Microservices Travel Journal

Published in

Omio Engineering

10 min readAug 22, 2019

As a travel platform, Omio’s success is built upon providing a comprehensive coverage of routes and providers to our customers. Today, the routes we serve cover more than 100,000 destinations, across more than 800 service providers. However, integrating hundreds of service providers is challenging, as their technology vary largely and some providers have limited technical prowess. In this blog post, we will present how we scaled up provider integration at Omio by transitioning from monolithic backend systems to microservice architecture.

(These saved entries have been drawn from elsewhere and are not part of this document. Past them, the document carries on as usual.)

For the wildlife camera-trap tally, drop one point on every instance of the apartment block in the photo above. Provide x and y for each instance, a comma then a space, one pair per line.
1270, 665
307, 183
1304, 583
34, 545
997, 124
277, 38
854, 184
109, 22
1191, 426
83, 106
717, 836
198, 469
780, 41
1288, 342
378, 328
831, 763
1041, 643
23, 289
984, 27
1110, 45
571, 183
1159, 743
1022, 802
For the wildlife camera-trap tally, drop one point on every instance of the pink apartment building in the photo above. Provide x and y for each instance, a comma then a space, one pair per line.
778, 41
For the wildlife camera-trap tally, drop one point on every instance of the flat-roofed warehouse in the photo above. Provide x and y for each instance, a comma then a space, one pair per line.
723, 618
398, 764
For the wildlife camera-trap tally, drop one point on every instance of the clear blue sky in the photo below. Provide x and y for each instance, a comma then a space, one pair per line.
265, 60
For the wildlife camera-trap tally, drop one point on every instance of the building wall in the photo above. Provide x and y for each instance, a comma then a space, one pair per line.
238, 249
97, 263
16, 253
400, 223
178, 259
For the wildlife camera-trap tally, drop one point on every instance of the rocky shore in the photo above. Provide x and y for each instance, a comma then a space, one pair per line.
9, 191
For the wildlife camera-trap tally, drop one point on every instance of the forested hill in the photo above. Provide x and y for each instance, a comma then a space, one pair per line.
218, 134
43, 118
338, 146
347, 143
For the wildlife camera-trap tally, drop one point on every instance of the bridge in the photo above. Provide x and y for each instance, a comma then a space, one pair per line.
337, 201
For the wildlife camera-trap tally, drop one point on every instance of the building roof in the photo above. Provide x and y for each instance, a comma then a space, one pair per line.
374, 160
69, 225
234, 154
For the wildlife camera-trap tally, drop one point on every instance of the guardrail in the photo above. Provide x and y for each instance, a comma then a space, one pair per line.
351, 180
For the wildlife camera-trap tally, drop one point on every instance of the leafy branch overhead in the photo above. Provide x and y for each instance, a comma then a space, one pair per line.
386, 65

Serving so many routes with various means of transportation, myriad of offers, promotions, rules, dynamic timetables, shifting grounds and seemingly infinite number of journey segments combinations is no easy engineering feat. At first, when the scale of the traffic, data, codebase, and a number of external integrations was much smaller, the magic that happened between pushing the search button on the landing page and displaying a list of most interesting connections was handled by a single monolithic application. But it became increasingly difficult to develop and operate as everything continued to rapidly grow in several dimensions. If you are an IT professional who follows current software architecture and technology trends, you probably know what happened next. We followed the steps of giants like Netflix or Amazon and jumped onboard the microservices train. Before we dive into technical details, let’s have a closer look at business challenges we had to face. After all, however beautiful the technology is, it has to serve a particular purpose. We will then explore problems we have encountered with our previous architecture, how we envisioned dividing the system into manageable parts, the gradual process of implementing that, new challenges that arose alongside and solutions to them.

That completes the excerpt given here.